The rapid rise of Large Language Models (LLMs) has raised a major question for our community: is AI about to replace human competitive programmers, or is it simply becoming another tool? This talk cuts through the hype by examining the real algorithmic abilities of state-of-the-art AI through three recent milestones, tracing its role from contestant, to problem setter, to heuristic optimizer.
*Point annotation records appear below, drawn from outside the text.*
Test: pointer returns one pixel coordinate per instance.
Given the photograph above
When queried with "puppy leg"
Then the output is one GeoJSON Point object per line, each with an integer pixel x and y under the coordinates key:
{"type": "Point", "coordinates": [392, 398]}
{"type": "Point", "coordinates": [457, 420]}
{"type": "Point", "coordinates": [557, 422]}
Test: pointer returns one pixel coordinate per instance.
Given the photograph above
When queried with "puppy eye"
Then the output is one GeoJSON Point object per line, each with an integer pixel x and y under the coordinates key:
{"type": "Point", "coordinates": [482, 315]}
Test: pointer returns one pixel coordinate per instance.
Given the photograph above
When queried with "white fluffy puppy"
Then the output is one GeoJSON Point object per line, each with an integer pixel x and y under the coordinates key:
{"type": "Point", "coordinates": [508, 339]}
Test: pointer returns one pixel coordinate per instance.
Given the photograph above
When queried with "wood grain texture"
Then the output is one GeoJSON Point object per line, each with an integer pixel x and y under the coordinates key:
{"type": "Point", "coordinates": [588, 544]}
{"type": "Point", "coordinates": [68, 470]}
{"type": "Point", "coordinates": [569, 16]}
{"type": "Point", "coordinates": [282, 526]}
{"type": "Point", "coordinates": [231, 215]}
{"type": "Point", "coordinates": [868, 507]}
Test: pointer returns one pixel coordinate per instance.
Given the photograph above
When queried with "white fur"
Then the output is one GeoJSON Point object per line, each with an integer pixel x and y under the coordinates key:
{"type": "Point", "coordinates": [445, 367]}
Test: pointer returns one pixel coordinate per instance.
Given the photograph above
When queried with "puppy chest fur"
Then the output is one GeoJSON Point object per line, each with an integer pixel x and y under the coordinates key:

First, we examine AI as a competitor through LiveCodeBench Pro (NeurIPS 2025). To avoid contamination from past online archives, we evaluate models in real time on fresh Codeforces, ICPC, and IOI problems before solutions are published. The results show a clear divide: models do well on knowledge-heavy implementation tasks, but struggle on ad-hoc, constructive, and observation-heavy problems. We discuss why AI still misses the creative "aha" moments that human experts often find naturally.
Next, we turn to AI as a problem setter with AutoCode (ICLR 2026). Writing strong statements, validators, and edge-case generators is one of the hardest parts of contest design. We present an automated system in which LLMs generate robust test suites that catch tricky "cheese" or hack solutions. More surprisingly, the system can also create novel contest-grade problems that the AI itself still cannot solve to Accepted.
Finally, we explore AI as a heuristic optimizer through FrontierCS (under review, ICML 2026). Unlike standard competitive programming, which relies on binary AC/WA verdicts, heuristic contests use continuous scores on open-ended optimization tasks. FrontierCS extends this setting to NP-hard problems and evaluates how well models improve solutions when the true optimum is unknown. We show how these challenges naturally connect competitive programming to real-world computer science research.